Updating iLO on a BL460c ESXi Blade

Several of my customers use HP C7000 blade chassis for their ESXi hosts.  One of them asked me to help them update the firmware in their enclosures.  There are basically three different pieces of the blade chassis; each one needs updating.  The blades themselves need updating, the Interconnect Modules (basically, embedded switches) need updating and the Onboard Administrator Modules need updating.  There are different and varied steps for updating each of those components.  The blade is updated by bootstrapping with an SPP (Service Pack for Proliant) ISO.  The OA is updated through its own web interface by uploading a specific .bin file.  The Virtual Connect (which is the centralized management for all of the Interconnect Modules) is updated through its own special command line utility by uploading its own specialized .bin file.

All of that is a little awkward, but it’s not really that big of a deal.  We did run into one spot of difficulty, as one of the BL460c ESXi hosts was reporting that it had lost access to its SD card.  A bit of research pulled up an interesting article from HP about a blade firmware update that would resolve the issue.  Seeing as how we were doing an update cycle anyway, this seemed like it would be a nice easy fix!  Of course, since I’m writing about it, you can probably guess that it didn’t work out quite so easily.

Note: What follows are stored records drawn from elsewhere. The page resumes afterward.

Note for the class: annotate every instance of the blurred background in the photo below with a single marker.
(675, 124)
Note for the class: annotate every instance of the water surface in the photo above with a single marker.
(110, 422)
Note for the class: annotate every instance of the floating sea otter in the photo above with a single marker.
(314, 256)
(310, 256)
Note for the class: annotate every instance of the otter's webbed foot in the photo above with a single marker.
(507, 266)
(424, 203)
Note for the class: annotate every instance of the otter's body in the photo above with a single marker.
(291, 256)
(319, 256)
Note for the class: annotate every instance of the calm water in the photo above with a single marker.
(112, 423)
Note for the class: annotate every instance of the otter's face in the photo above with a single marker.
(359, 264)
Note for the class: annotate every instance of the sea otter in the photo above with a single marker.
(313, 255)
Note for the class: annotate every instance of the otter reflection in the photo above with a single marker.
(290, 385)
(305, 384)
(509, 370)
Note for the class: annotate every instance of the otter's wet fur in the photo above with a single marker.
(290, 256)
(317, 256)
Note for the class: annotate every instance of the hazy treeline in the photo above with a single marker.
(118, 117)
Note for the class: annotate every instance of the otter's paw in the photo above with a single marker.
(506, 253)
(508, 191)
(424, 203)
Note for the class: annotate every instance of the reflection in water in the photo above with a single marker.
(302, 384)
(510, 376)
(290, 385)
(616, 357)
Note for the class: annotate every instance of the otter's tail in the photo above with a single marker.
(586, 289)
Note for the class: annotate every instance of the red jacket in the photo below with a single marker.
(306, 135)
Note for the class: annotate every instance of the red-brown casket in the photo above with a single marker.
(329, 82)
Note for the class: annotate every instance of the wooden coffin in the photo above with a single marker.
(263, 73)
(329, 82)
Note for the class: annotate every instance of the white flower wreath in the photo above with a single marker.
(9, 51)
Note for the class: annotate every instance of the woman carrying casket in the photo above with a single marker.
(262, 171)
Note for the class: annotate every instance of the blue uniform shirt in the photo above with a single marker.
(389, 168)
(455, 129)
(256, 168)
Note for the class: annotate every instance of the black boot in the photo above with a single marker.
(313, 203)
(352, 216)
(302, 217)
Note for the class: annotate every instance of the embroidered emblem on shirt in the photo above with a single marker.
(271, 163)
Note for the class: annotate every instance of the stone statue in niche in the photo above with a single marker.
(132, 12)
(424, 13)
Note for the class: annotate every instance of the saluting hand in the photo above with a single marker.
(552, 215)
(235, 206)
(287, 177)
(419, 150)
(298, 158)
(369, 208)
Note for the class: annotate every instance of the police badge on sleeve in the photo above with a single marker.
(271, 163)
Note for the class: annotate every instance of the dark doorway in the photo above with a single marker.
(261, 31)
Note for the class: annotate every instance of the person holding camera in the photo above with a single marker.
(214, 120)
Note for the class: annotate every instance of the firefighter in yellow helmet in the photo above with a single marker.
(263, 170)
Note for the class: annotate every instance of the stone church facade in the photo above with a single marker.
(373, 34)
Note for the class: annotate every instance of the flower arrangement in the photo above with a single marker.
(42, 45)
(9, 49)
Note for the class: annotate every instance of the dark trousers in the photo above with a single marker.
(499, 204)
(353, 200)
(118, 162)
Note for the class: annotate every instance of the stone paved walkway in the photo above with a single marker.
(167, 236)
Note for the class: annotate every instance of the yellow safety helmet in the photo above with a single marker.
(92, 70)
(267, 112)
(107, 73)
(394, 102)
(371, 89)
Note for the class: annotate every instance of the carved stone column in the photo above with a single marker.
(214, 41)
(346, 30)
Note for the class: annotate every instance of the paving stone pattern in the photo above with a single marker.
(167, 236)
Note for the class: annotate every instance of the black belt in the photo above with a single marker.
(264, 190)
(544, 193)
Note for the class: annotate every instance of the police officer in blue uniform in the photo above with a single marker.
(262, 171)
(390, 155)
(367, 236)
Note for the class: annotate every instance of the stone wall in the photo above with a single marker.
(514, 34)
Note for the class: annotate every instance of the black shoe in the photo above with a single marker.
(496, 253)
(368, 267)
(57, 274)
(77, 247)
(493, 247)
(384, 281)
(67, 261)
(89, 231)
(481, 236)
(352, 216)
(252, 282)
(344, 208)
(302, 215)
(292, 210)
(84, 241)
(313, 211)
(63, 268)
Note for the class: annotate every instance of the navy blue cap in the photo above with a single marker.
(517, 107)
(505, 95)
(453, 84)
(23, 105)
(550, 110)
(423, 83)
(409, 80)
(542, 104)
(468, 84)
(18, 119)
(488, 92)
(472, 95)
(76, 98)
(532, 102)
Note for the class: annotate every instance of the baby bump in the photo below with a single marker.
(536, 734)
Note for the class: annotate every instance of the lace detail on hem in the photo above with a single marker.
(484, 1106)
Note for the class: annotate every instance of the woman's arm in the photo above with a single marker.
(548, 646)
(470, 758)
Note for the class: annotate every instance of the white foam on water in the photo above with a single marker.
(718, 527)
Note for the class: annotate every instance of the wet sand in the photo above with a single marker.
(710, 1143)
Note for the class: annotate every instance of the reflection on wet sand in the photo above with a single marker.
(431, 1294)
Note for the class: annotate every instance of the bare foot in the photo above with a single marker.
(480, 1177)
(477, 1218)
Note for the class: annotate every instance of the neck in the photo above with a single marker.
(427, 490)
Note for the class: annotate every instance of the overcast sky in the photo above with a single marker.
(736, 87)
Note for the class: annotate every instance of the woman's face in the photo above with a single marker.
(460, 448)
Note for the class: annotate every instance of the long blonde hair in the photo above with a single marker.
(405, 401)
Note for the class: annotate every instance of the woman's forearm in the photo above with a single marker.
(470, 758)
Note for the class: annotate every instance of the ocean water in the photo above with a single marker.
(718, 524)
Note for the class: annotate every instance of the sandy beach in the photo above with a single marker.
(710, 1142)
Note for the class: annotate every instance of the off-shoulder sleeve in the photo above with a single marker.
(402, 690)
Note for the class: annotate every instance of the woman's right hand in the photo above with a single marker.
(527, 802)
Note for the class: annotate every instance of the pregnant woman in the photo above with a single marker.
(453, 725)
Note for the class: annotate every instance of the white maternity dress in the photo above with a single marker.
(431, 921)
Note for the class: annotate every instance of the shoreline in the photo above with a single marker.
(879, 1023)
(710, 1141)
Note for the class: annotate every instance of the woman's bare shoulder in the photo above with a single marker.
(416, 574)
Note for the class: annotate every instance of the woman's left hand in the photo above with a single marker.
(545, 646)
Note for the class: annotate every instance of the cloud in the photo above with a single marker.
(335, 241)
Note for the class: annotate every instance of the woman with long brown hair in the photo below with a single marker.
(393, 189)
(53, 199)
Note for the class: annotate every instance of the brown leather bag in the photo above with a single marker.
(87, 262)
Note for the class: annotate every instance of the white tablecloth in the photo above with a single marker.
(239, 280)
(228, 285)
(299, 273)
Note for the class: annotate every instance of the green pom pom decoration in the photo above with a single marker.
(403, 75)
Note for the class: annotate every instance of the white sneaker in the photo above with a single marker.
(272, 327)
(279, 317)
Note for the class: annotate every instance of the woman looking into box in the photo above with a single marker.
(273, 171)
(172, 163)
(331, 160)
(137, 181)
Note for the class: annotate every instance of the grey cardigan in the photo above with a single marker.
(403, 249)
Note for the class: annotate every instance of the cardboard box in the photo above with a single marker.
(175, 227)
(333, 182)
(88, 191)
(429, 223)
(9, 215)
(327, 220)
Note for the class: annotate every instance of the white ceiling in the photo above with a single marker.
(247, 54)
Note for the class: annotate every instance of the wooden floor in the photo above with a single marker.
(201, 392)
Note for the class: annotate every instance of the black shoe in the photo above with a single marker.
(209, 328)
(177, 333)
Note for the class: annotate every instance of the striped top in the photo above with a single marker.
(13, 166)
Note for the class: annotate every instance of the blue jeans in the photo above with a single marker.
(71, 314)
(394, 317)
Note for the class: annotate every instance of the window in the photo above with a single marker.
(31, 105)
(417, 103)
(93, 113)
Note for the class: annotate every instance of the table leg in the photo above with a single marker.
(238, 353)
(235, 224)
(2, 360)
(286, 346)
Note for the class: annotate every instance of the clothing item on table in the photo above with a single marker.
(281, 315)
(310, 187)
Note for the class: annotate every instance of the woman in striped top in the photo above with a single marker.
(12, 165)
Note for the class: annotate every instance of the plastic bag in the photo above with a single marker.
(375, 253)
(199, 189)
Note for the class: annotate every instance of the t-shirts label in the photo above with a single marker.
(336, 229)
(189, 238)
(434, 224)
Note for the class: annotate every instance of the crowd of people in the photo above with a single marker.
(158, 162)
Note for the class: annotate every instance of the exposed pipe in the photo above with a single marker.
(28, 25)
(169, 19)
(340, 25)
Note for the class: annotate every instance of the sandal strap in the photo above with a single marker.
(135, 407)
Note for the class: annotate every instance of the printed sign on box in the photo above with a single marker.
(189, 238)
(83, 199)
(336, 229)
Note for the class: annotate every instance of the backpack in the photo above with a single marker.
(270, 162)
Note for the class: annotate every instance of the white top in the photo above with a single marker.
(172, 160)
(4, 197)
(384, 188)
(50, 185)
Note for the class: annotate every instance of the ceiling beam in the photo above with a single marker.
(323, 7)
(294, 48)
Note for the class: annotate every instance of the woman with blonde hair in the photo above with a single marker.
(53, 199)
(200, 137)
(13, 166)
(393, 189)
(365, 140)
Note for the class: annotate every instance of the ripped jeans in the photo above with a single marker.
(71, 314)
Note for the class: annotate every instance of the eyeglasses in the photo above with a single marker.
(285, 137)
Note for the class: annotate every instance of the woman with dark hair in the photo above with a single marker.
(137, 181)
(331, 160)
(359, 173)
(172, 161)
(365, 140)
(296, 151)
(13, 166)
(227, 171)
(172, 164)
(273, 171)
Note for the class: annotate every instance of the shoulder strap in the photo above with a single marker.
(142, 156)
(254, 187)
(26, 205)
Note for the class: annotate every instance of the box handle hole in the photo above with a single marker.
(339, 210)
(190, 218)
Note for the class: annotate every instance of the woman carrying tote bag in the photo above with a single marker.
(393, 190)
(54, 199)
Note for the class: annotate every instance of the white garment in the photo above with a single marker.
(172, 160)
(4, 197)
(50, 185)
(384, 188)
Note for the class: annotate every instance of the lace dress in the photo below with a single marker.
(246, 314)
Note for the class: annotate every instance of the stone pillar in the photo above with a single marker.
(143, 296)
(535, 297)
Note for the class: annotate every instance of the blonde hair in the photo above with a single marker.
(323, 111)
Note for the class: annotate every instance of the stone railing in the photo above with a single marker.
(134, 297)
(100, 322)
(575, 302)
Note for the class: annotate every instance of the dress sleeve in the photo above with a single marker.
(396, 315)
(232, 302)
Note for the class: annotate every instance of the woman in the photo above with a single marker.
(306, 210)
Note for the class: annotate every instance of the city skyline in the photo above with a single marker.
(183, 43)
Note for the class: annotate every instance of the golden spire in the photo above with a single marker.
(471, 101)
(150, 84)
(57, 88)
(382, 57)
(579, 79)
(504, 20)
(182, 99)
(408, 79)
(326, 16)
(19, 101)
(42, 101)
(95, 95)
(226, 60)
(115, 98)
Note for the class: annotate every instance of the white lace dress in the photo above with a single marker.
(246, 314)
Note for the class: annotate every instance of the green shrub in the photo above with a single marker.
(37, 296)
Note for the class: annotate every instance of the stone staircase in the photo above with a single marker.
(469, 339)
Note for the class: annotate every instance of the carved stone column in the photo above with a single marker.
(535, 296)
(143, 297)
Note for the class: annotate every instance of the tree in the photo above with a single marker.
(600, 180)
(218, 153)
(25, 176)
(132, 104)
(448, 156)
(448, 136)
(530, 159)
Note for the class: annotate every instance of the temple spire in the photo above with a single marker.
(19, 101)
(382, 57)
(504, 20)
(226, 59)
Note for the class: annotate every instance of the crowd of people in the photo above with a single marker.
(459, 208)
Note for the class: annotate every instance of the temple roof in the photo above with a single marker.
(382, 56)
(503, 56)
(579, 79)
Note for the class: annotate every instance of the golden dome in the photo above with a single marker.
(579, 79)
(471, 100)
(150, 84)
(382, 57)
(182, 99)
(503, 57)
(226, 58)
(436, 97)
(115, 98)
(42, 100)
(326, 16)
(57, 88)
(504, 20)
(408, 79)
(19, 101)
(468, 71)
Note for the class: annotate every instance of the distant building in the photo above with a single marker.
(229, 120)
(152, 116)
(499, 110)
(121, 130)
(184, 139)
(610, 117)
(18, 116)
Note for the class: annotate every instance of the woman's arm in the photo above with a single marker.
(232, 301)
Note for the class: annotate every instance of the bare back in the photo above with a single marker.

We specifically had to update the iLO firmware on the malfunctioning blade (and eventually, all of the blades in order to head off this issue).  Applying blade level updates, including iLO, is easily done by bootstrapping the system with an HP SPP disk.  The latest SPP disk (at the time of writing) is from September 2014 and updates the iLO firmware to version 2.00; the version that we needed to apply is version 2.03.  So, when you click on the download link next to the 2.03 firmware update, what do you get?  You get an .scexe file (after navigating the system and selecting ESX 5 as the Operating System).  Drilling down into the installation instructions reveals them to be functionally useless (at least, if you’re trying to apply the update to a system that can’t boot into an OS).  When I read those instructions, I basically understood that I had to generate my own custom SPP ISO, with the iLO firmware .scexe baked into it.  Some more googling brought me to a slightly more verbose description of how to create a custom SPP, but I wasn’t able to get that working (and after waiting through the ISO creation process... and the bootstrapping process, only to have it fail without an error message a few times… well, I was pretty frustrated with the whole process).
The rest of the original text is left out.